During 2006, the McMinns traveled to Jamaica as a part of their church's mission trip spending $3,013 for unreimbursed travel expenses.  Out of pocket volunteer expenses incurred on behalf of a charity may be deductible contributions. [Treas.Reg. Sec. 1.170A-1(g)] However, as with other contributions, where the expenses exceed $250, a contemporaneous written acknowledgement is required.  The acknowledgment need not include the actual amount of the unreimbursed volunteer expenses, but it should describe the volunteer services provided to the charity.  The McMinns did not receive the required acknowledgment from their church, so the deduction was disallowed. 

Take Aways from the McMinns

Only in certain instances must churches and other charities issue a contribution receipt or face a penalty.  These instances include complying with Form 1098-C requirements and for contributions of more than $75 where goods or services are provided in exchange for the contribution.  

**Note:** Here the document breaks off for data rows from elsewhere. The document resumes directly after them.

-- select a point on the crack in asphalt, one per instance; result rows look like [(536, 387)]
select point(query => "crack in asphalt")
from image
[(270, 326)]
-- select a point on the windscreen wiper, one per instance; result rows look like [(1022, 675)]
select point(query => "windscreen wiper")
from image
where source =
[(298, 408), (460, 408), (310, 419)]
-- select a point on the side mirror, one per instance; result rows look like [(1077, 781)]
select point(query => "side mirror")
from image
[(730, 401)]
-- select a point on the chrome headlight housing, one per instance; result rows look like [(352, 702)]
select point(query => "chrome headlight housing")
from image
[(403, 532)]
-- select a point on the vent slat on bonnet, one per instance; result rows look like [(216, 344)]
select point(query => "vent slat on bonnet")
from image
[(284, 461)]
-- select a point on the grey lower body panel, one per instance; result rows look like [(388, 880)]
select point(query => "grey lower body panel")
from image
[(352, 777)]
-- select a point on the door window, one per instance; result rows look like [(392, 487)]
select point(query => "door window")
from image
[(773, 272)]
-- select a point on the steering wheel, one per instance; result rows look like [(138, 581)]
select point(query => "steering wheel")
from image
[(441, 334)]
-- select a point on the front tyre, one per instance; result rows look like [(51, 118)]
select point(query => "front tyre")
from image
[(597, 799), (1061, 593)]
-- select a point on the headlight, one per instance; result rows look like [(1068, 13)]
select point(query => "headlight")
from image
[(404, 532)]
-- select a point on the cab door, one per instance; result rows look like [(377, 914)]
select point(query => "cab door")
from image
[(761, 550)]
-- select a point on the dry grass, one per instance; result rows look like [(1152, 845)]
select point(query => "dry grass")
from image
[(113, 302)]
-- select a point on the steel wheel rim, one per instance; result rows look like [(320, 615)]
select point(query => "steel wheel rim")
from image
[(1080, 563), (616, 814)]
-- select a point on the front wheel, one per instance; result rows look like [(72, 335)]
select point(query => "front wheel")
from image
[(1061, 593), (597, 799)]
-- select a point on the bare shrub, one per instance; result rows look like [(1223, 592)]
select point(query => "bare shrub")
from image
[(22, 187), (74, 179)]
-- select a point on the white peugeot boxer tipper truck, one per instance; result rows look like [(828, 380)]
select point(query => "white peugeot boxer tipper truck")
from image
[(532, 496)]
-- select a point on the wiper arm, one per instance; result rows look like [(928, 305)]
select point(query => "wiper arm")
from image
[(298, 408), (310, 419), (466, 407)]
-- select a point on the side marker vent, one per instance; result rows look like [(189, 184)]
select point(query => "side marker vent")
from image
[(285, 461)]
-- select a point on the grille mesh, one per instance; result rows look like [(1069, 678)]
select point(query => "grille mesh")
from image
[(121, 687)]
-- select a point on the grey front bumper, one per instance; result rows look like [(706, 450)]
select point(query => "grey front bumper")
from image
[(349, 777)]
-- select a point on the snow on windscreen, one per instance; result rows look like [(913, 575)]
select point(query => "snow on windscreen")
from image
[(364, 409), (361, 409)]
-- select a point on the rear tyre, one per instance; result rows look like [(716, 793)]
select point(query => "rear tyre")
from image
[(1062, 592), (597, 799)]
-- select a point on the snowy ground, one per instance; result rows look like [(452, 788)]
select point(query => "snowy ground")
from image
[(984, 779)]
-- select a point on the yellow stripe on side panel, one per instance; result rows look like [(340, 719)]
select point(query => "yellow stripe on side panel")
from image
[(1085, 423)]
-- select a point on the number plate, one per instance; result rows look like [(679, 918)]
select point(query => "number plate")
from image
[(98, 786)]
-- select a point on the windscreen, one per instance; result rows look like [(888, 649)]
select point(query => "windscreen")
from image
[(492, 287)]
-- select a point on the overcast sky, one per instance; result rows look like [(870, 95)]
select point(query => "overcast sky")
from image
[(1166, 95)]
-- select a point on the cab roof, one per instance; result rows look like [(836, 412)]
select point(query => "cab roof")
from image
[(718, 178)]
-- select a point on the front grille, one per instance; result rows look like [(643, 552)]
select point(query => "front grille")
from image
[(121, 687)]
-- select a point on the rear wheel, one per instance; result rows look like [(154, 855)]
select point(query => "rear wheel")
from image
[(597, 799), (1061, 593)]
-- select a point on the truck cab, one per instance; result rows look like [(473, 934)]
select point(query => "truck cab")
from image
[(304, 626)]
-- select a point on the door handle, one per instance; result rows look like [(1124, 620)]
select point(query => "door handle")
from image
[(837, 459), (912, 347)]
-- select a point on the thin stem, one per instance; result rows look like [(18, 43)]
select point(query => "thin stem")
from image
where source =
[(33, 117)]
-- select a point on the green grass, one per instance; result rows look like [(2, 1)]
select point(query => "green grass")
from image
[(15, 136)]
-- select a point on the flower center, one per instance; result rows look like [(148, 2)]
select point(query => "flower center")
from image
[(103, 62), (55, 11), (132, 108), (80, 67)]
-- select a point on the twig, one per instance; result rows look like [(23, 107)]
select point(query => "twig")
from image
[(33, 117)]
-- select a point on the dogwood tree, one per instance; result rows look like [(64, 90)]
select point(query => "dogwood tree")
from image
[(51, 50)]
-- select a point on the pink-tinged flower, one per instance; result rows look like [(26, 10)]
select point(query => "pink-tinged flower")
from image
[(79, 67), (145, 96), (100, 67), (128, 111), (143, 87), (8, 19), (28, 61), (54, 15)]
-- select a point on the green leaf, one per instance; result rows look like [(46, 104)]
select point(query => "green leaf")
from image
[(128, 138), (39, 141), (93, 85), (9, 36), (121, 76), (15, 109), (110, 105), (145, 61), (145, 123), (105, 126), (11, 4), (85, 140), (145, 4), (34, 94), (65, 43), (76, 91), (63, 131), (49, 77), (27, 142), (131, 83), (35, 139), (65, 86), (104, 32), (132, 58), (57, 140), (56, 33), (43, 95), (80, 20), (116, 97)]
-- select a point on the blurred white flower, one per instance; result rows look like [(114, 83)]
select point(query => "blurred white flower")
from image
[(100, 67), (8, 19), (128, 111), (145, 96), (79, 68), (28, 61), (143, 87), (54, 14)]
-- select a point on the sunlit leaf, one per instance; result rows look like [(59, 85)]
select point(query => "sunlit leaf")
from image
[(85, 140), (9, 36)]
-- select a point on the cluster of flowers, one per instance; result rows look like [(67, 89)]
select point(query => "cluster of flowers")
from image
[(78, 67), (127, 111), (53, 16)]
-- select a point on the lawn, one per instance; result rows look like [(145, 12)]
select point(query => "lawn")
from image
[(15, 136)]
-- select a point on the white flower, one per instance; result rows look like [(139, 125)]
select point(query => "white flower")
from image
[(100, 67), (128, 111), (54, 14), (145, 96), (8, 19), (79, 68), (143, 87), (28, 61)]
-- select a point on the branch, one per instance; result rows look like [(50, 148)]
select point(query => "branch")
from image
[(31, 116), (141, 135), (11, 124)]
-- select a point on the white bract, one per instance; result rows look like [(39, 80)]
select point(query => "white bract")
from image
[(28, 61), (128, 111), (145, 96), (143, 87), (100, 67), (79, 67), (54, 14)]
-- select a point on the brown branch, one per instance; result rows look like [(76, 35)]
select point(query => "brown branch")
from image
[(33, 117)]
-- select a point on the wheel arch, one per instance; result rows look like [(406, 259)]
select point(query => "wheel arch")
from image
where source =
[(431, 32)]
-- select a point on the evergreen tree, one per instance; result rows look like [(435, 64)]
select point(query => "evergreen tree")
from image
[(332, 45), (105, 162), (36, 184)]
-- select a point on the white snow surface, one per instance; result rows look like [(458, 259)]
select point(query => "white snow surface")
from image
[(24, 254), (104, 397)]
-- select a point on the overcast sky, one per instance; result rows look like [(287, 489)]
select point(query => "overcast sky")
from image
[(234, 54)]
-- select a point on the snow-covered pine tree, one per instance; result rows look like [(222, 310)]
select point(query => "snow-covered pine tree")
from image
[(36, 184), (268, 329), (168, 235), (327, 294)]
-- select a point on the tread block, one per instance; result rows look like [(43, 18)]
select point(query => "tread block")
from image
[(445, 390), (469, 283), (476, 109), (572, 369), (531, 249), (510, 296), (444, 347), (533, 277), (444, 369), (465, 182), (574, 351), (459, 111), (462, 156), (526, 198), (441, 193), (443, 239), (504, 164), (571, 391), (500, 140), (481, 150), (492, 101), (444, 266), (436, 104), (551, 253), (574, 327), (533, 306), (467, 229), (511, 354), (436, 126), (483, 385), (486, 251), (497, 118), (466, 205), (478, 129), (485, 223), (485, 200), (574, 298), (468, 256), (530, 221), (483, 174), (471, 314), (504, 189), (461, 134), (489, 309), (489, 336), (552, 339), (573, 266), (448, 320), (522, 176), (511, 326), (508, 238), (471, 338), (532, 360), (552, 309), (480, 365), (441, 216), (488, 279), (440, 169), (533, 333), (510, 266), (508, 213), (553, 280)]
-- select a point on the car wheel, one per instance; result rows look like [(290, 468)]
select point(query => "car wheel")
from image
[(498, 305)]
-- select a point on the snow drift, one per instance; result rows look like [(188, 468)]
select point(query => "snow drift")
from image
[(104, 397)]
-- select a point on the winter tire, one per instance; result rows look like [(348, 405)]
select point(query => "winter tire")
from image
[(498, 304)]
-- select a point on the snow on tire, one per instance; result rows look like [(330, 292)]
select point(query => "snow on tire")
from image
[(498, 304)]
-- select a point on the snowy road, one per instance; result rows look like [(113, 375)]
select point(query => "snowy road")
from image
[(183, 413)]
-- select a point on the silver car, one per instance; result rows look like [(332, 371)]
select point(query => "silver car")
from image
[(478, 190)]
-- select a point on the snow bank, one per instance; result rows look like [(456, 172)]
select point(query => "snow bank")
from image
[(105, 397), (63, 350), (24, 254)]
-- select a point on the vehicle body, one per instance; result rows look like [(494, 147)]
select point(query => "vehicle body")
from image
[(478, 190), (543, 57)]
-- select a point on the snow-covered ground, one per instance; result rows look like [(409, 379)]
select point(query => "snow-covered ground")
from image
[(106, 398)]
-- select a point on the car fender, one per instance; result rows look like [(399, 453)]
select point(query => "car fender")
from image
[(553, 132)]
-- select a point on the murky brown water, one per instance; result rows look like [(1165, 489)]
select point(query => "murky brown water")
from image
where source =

Generally, it is the donor's responsibility to obtain contemporaneous written acknowledgements sufficient to support contribution deductions.  However, donors rely on recipient organizations to be knowledgeable of the rules and assist them in obtaining sufficient documentation for contribution deductions.  Churches and other charities should:
  • be aware of and understand the rules applicable to donors;
  • review receipting practices and determine if they include the following:
    • receipts containing name, address and details of donations are issued for both cash and noncash donations of $250 or more;
    • receipts contain either a description of the goods or services provided in exchange for a donation or the statement "there were no goods or services provided in exchange for the donations" (religious organizations should include "other than intangible religious benefits" with this statement.);
    • receipts for volunteer services, especially those including travel, are issued to participants detailing the services provided to the organization; 
    • donations of any mode of transportation; i.e., auto, plane, boat, motorcycle, etc. are reported on Form 1098-C; and 
    • receipts for noncash contributions contain an adequate description of the property donated including the condition of the property (value of property not required or suggested.)
Due to the strict nature of the timing for "contemporaneous" receipts, a donor may not be provided a new receipt or a corrected receipt in the event of an IRS exam.  If a donor doesn't have required substantiation at the time the tax return is filed, there is no provision for correction in the future.  Time taken now to review organizational receipting practices may be the difference between a donor's success or failure in claiming a tax deduction for charitable contributions.